Visit hoodmuseum.dartmouth.edu for full exhibition schedule
In 2026, the United States of America will turn 250 years old, but according to the Hood Museum of Art at Dartmouth College, the story of American Art in the United States goes back millennia.
“It was very important for us to think about the United States as part of the history of the art of this continent,” said Hood Museum Director John R. Stomberg. “There were already people here [for] upwards of 10,000 years, making things that certainly fit the idea of art.”
The idea that American art predates the founding of the United States is one of the “touchstones” behind a 12-exhibition suite presented by the Hood Museum that will run alongside the United States’ sestercentennial throughout 2026.
“An anniversary is a good time to look inward, collectively, at what we are,” said Stomberg. “There are shows that are celebratory, there are shows that are critical, but none of them suggest that the United States hasn’t had a brilliant, wonderful, exhilarating history that we all embrace.”

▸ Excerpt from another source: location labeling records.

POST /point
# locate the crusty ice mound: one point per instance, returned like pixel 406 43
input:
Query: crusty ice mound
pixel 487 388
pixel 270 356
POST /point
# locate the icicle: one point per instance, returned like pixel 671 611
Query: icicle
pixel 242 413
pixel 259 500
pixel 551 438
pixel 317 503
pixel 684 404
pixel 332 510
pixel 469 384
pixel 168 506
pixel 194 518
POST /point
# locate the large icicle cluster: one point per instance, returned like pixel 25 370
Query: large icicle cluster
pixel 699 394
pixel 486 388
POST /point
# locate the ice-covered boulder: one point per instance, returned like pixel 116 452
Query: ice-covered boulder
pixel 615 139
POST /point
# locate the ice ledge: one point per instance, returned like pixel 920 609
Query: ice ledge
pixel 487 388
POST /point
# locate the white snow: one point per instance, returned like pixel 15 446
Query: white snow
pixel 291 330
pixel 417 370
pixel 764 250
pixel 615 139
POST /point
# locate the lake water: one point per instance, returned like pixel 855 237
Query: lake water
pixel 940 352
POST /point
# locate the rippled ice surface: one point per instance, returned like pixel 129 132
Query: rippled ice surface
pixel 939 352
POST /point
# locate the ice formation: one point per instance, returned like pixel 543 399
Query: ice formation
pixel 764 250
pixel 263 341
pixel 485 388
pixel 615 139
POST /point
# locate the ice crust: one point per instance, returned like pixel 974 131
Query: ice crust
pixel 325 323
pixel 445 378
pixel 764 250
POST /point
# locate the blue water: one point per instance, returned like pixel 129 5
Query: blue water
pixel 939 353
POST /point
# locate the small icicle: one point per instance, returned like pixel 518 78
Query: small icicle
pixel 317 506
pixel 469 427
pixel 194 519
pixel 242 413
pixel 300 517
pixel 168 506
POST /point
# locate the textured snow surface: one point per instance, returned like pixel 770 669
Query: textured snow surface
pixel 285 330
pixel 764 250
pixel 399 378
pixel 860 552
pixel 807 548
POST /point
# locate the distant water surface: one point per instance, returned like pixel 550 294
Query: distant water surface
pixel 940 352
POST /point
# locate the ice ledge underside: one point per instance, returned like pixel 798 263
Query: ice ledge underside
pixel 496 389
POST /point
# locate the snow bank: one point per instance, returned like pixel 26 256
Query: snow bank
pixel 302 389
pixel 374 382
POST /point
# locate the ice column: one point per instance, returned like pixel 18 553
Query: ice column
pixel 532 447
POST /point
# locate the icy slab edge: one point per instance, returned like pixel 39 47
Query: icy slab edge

Another touchstone, he explained, was that each exhibition was limited to what the Hood Museum already had — but with about 72,000 objects in the Hood’s collection, “it wasn’t much of a limitation.”
The third touchstone for this series is co-curation. “[Since] we’re interrogating democracy … we took it upon ourselves to curate democratically,” explained Stomberg. “None of our shows are the brainchild of a singular person, they’re all co-curated, which was a pain in the neck but really fruitful. I think that’s true of democracy — it’s a pain in the neck but we love it.”
According to Associate Director of Curatorial Affairs and Curator of Indigenous Art Jami Powell, co-curation allowed the Hood Museum “to tell more complicated narratives and reveal the multiplicity of the American experience.”